The Case for Riverdale
**This article contains spoilers through the third season of Riverdale.**
Oh Riverdale.
In 2017, it seemed that CW’s show, derived from Archie Comics with the same main characters, was unstoppable. The first season quickly propelled the cast into stardom. They made appearances at ComicCon, the American Music Awards, and even Coachella. Fans flocked to Netflix, where the first season was made available after airing on the CW from January to May.

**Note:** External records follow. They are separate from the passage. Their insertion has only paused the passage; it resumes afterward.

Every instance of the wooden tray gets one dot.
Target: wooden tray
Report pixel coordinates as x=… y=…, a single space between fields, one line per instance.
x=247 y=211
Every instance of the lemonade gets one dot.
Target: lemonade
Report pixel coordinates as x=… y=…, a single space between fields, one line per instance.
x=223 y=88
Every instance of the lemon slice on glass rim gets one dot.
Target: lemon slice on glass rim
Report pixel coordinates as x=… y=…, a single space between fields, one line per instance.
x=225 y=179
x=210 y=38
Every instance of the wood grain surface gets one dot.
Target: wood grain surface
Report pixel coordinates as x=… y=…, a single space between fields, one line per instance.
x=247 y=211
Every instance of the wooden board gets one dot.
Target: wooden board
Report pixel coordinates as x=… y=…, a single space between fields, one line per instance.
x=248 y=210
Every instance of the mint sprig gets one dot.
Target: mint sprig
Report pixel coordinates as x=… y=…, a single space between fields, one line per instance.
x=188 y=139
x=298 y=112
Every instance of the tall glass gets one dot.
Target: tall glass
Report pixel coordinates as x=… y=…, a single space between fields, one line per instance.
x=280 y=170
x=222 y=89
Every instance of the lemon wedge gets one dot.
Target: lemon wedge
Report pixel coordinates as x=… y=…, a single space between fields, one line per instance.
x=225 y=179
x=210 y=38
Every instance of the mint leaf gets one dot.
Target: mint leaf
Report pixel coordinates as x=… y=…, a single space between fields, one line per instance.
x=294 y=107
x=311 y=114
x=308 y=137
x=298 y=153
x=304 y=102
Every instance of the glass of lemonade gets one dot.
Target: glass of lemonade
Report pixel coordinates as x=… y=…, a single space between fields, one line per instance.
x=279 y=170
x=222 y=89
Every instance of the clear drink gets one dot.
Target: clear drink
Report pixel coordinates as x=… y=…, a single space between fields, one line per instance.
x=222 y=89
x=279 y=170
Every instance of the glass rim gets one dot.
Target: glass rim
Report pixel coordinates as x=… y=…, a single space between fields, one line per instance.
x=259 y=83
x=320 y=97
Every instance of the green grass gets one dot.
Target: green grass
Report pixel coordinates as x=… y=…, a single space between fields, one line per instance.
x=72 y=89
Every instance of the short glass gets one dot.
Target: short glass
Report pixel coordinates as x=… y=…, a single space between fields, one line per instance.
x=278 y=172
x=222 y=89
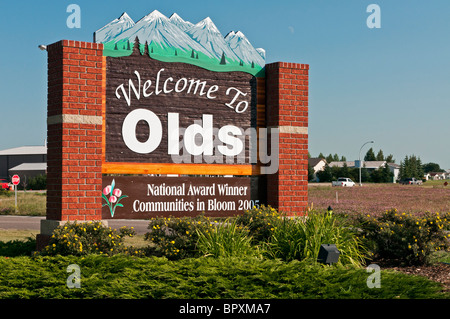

The first season’s arc was perfect: a murder-mystery with just enough plotlines to keep the audience on their toes—a bit of high-school politics, a teacher-student romance, and tension between football and music—ending in a satisfying, straight-forward conclusion. The writers had viewers hooked for season two, cleverly teasing the death of Fred Andrews, the father of Archie played by the late Luke Perry.
In October of the same year, season two began to aire. And it was all very… messy. The writers tried to expand the world they had created, introducing new characters, new relationships, and a new villain, but very quickly the small town of Riverdale was too much to handle. The third season only fed the fire, further complicating already-complicated dynamics and causing fans to lose the little bit of belief they had that Riverdale was at all realistic.
So why is Riverdale worth watching? What’s the point of devoting time to a show that was already so far off of the rails in only its second season? Well, that is exactly the reason.
In its first season, Riverdale generally made sense. The show pushed the message that there were dark secrets in Riverdale if one looked hard enough. And by the end of the first season, some of those secrets were revealed (a drug operation masked under the local maple syrup industry, which seemed crazy, but believable, at the time). The second and third season, however, introduced a load of darker topics (mob bosses, cults of all kinds, serial killers, and malnourishment in prisons, just to name a few) that had no clear place in Riverdale. After all, how long can we believe that a serial killer, a mob boss, and a drug operation are all taking place in the same town of less than 100,000 people.
This tonal whiplash almost makes the show humorous in a so-bad-it’s-good type of way. And that is a theme that extends past plotlines; the writing and acting follow suit. It’s gotten so bad that trolls have come to Youtube to upload compilations of the worst written and delivered lines of each episode. (They’re worth a watch!)
But the greatest moments, when the bizarreness of Riverdale truly shines, are in the biggest risks: musical episodes, fake deaths, and extended flashbacks.
The writers of Riverdale seem to have an obsession with music, managing to incorporate heavily-auto-tuned, cast-sung songs into almost every episode. And I won’t be the first to say that they are all pretty hard to sit through (except for Lili Reinhart’s rendition of “Mad World,” which was truly an incredible spectacle to watch). And the misleading deaths have gotten a bit ridiculous at this point—three major characters seemed to have died, yet managed to live to tell the tale in the following episode. (This does not include Jughead’s disappearance shown in the trailers for season four.)
Perhaps the only successful risk was the fourth episode of season three, titled “The Midnight Club,” in which the main characters play younger versions of their parents in a Breakfast Club-esque scenario. Vox wrote a think piece on the episode and agrees that it represents what the show has to offer: Riverdale is a joy to watch, even when it is crashing and burning and especially when it takes on challenges that more established shows wouldn’t dream of. The cast, now regular attendees of the Met Gala and much bigger stars than most actors of a teen drama could imagine, seem to consider what they are making as high brow, touching TV, when in reality, Riverdale is so far from that.
When asked about the future of the show in a group interview with TVLine, Camila Mendes said, “We’ve kind of given up because nothing we predict ever happens.” Lili Reinhart added, “[Even the writers] usually don’t even know what’s going to happen.” And that is why Riverdale is worth a hate-watch. Who knows? Maybe you’ll learn to appreciate this wild slice of television.